Her eyes were of a dark green but very bright, slightly tilted and perfectly oval under straight, thin brows. Her cheekbones were high, her lips a red Cupid's bow, her neck long and white against the glowing yellow of her blouse. And her smile-
– Oh, yes, she smiled.
Her glance, at first cool, became curious in a moment, then a little angry, until finally, seeing my confusion-that smile. And as she turned her attention back to the road and followed the stream of traffic out of sight, I saw a blush of color spreading on the creamy surface of her cheek. Then she was gone.
Then, too, I remembered the little man who sat beside her. Actually, I hadn't seen a great deal of him, but what I had seen had given me the creeps. He too had turned his head to stare at me, leaving in my mind's eye an impression of beady bird eyes, sharp and intelligent in the shade of his hat. He had stared at me for only a moment, and then his head had slowly turned away; but even when he no longer looked at me, when he stared straight ahead, it seemed to me I could feel those raven's eyes upon me, and that a query had been written in them.

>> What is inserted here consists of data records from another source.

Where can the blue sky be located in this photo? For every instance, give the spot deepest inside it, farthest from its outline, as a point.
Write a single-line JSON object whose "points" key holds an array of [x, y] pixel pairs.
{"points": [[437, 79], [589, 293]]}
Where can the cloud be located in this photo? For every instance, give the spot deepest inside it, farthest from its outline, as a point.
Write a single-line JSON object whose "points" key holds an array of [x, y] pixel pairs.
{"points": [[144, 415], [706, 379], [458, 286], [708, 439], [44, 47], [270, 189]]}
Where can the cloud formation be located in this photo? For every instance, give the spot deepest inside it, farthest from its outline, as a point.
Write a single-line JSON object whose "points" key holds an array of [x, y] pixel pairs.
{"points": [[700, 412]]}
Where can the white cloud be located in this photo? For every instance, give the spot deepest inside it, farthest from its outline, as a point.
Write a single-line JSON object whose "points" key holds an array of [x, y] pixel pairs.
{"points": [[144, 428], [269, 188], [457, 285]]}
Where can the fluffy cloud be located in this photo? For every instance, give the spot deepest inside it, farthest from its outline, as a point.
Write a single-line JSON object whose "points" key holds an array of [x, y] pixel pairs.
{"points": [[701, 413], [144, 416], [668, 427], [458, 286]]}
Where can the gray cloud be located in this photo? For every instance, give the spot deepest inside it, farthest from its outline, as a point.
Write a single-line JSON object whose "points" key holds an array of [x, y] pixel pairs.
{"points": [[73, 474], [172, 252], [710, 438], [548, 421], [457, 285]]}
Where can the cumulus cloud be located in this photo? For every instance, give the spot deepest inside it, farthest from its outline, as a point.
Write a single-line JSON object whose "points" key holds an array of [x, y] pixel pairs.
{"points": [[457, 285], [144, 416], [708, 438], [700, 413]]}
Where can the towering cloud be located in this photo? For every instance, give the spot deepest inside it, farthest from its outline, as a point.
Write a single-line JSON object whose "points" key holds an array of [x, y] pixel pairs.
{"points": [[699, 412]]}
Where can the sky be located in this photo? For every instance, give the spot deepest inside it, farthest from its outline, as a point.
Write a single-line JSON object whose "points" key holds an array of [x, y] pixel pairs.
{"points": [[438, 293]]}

I believed I could understand it, that look. He must have seen a good many young men staring at him like that-or rather, at the girl. His look had been a threat in answer to my threat-and because he was practiced in it, I had certainly felt the more threatened!
I turned to Mario, whose English was excellent. "She has something against expensive cars and rich people?"
"Who?" he busied himself behind his bar.
"The old lady, the woman with the idiot boy."
"Ah!" he nodded. "Mainly against the little man, I suspect."
"Oh?"
"You want another Negroni?"
"OK-and one for yourself-but tell me about this other thing, won't you?"
"If you like-but you're only interested in the girl, yes?" He grinned.
I shrugged. "She's a good-looker.…"
"Yes, I saw her." Now he shrugged. "That other thing-just old myths and legends, that's all. Like your English Dracula, eh?"
"Transylvanian Dracula," I corrected him.
"Whatever you like. And Necros: that's the name of the spook, see?"
"Necros is the name of a vampire?"
"A spook, yes."
"And this is a real legend? I mean, historical?"
He made a fifty-fifty face, his hands palms up. "Local, I guess. Ligurian. I remember it from when I was a kid. If I was bad, old Necros sure to come and get me. Today," again the shrug, "it's forgotten."
"Like the bogeyman." I nodded.
"Eh?"
"Nothing. But why did the old girl go on like that?"
Again he shrugged. "Maybe she think that old man Necros, eh? She crazy, you know? Very backward. The whole family."
I was still interested. "How does the legend go?"
"The spook takes the life out of you. You grow old, spook grows young. It's a bargain you make: he gives you something you want, gets what he wants. What he wants is your youth. Except he uses it up quick and needs more. All the time, more youth."
"What kind of bargain is that?" I asked. "What does the victim get out
of it?"
"Gets what he wants," said Mario, his brown face cracking into another grin. "In your case the girl, eh? If the little man was Necros.…"
He got on with his work and I sat there sipping my Negroni. End of conversation. I thought no more about it-until later.